Наше уважение к шляпнику мы перенесли на его дело, оказывается, шляпы шить – непростая штука!

Но Моньку мы не уважали. Во-первых, он был не как все. Все взрослые ребята курили, играли в орла-решку и дрались. А Монька не курил, не играл, а наоборот, ходил на какой-то рабфак. И никто на улице не помнил, чтобы он лазил в чужие сады. В-третьих, он был фраер, так мы его называли, подражая взрослым ребятам. Так мы его называли по вечерам, когда он, чистенький, как молочницы-немки на рынке, надевал свою белую рубаху с открытым воротом и уходил «в город». И вообще, он был весь какой-то ухоженный, да к тому же красавчик. Его даже не портили большие серые глаза навыкате и припухлые губы. Недавно я наткнулся на его маленькую черно-белую довоенную фотографию, среди тех, что я привёз с родины. Он точно такой, каким я его запомнил. На обороте я прочёл – «Другу Мише от Мони». (Миша, это мой старший брат. Я храню всё, что с ним связано. Наверное, потому сохранил и Монькину физиономию).

Вообще-то нам не было дела ни до Моньки, ни до всего мира. За день надо было успеть такую кучу всего! Сбегать на Терек и искупаться; дождавшись затишья в знойный полдень, слазить в чужой сад и надраться от пуза незрелых плодов (хотя дома бабушки приготовили с рынка спелые). Потом затеять игру в лапту, а если успеем, то и в отмерного. А потом и покубарить маленько, - кубари у всех были самодельные, увесистые, - из дубовых пробок от пивных бочек, - потому крутились долго. Особенно если запускать их на асфальте, да подгонять кнутом…
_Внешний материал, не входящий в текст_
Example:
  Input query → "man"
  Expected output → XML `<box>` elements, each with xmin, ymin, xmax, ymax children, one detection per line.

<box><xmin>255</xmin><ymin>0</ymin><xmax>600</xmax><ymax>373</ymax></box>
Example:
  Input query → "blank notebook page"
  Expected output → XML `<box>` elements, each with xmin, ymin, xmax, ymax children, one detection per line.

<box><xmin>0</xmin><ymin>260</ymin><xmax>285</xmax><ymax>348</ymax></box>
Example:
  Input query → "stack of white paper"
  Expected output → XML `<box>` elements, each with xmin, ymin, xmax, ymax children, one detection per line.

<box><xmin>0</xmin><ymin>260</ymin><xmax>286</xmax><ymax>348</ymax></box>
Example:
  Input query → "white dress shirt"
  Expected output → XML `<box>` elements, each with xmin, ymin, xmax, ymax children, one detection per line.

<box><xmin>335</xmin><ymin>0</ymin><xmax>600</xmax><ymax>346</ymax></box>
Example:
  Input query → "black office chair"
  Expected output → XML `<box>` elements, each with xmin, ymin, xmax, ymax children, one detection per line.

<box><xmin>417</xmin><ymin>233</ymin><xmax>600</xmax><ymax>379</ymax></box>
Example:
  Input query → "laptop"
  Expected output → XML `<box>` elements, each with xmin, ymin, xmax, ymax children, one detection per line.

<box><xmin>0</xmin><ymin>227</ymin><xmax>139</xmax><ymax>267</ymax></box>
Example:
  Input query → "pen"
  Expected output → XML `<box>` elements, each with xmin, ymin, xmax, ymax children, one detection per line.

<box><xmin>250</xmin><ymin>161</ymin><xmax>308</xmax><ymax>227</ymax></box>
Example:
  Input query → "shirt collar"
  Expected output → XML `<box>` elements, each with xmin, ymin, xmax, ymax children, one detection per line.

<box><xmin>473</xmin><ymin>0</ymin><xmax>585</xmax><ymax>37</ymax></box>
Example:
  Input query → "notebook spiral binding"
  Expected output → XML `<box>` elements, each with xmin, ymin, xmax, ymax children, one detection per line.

Улица притягивала нас, как ненасытная радость и, покусочничав на ходу дома, снова собирались во дворе или за воротами в тени огромных, до неба, акаций.

… Возле старой акации назревала большая лапта.

- Айда конаться! – сказал Борька Мисиков и вскинул палку.

Я поднял голову, и - белое пятно вытеснило всё остальное: на балконе стояла Люся.